18/11/2011

Oui, la Ville est un réel problème

Qui peut raisonnablement contester que la Ville constitue, aujourd'hui comme au cours des 200 dernières années, un réel problème politique dans la vie du canton de Genève ? Son poids économique et démographique est disproportionné, sa capacité  financière est incomparable avec celle des autres communes, même les plus riches, et les rôles de plus en plus vastes que s'attribuent non sans une certaine arrogance les conseillers administratifs de la Ville, surtout depuis quelques décennies, heurtent bien des sensibilités cantonales et dans les autres communes. Ils les heurtent d'autant plus que la place grandissante que s'octroie la Ville freine souvent, bloque complètement parfois, les projets politiques du canton.

Pas étonnant donc que depuis une quinzaine d'années, comme ce fut le cas en d'autres époques de notre histoire, les projets de réforme organisationnelle soit de la Ville soit de l'ensemble des communes se succèdent. Le dernier de ces projets est le fruit des travaux de la Constituante qui ouvre deux voies nouvelles concernant directement la Ville. Il s'agit d'une part du prélèvement de l'impôt communal au lieu de domicile plutôt qu'à celui de l'emploi, d'autre part de la reprise par le canton d'un certain nombre d'institutions culturelles et sportives d'importance cantonale voire régionale ou internationale.

Faut-il pour autant s'autoriser, comme le fait longuement sur son blog ce jour Sami Kanaan à parler « de prise d'otage, d'obsession pathologique, de réformes dévastatrices, de démantèlement et encore d'OPA cantonales sur des institutions culturelles et sportives » ? Non.

L'on peut comprendre que le conseiller administratif en charge de la culture, au titre d'une première réaction, fasse preuve de mauvaise humeur à l'égard d'un projet qui privera son dicastère d'une partie de ses fleurons. Par contre il est difficile d'excuser les propos excessifs qu'il tient ainsi que les scénarios calamiteux et les chiffres inexacts qu'il appelle à l'appui de son argumentation.
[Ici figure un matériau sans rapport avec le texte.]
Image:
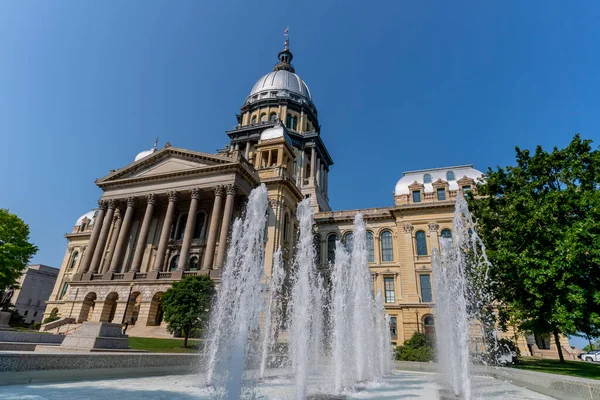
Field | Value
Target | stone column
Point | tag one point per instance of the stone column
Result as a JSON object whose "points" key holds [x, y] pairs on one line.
{"points": [[101, 244], [123, 238], [141, 243], [164, 233], [188, 235], [113, 240], [212, 232], [89, 254], [225, 225]]}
Redisons en premier lieu que la réforme fiscale voulue par la Constituante n'est pas destinée à réduire la capacité financière de la Ville. Accompagnée d'une profonde réforme de la péréquation intercommunale, elle vise à simplifier, à harmoniser et à rendre plus équitable le système actuellement en vigueur. Il est faux de prétendre que ces changements « profiteront avant tout aux communes les plus aisées du canton ». A preuve, les récriminations de Sami Kanaan, conseiller administratif de la plus riche d'entre elles, une commune qui se verra pourtant soulagée de certaines charges en compensation intégrale de la réduction de ses recettes fiscales. En réalité, cette réforme est destinée à aider prioritairement les grandes communes suburbaines, en particulier dans la construction de logements.

Il convient par ailleurs de nier vigoureusement que la Constituante entendrait « démanteler les institutions culturelles et sportives actuellement gérées par la Ville ». Sami Kanaan devrait reconnaître honnêtement que sa commune n'est plus en mesure, par ses seuls moyens financiers, de maintenir ces institutions à un niveau conforme au statut auquel elles doivent prétendre. A preuve, les difficultés budgétaires qui sont invoquées par les milieux politiques de la Ville chaque fois qu'elle doit répondre à des exigences d'investissement. Faut-il rappeler à titre d'exemples les sagas liées à la réfection de la patinoire des Vernets ou de l'agrandissement du Musée d'Art et d'Histoire ?

En réalité, Sami Kanaan met en lumière, dans sa réaction, le péché de tous les élus politiques, particulièrement de ceux de gauche. A leurs yeux les prestations publiques sont intouchables, sacrées. Pas vraiment, contrairement à ce prétend le conseiller administratif, parce qu'elles sont nécessaires.

La vérité est que parmi les élus au pouvoir en Ville de Genève bien peu nombreux sont ceux qui songent à l'intérêt général d'une saine gestion des deniers publics. Vivant de leur aptitude à accroître continuellement les prestations de toutes natures, ils ne voient leur futur politique que dans la lutte contre les milieux qui « mettent en péril la pérennité des prestations ». Jamais ces élus ne se demandent si elles sont finançables raisonnablement, si elles sont distribuées équitablement ou si elles ne devraient pas être prises en charge plus efficacement à un autre niveau de l'Etat.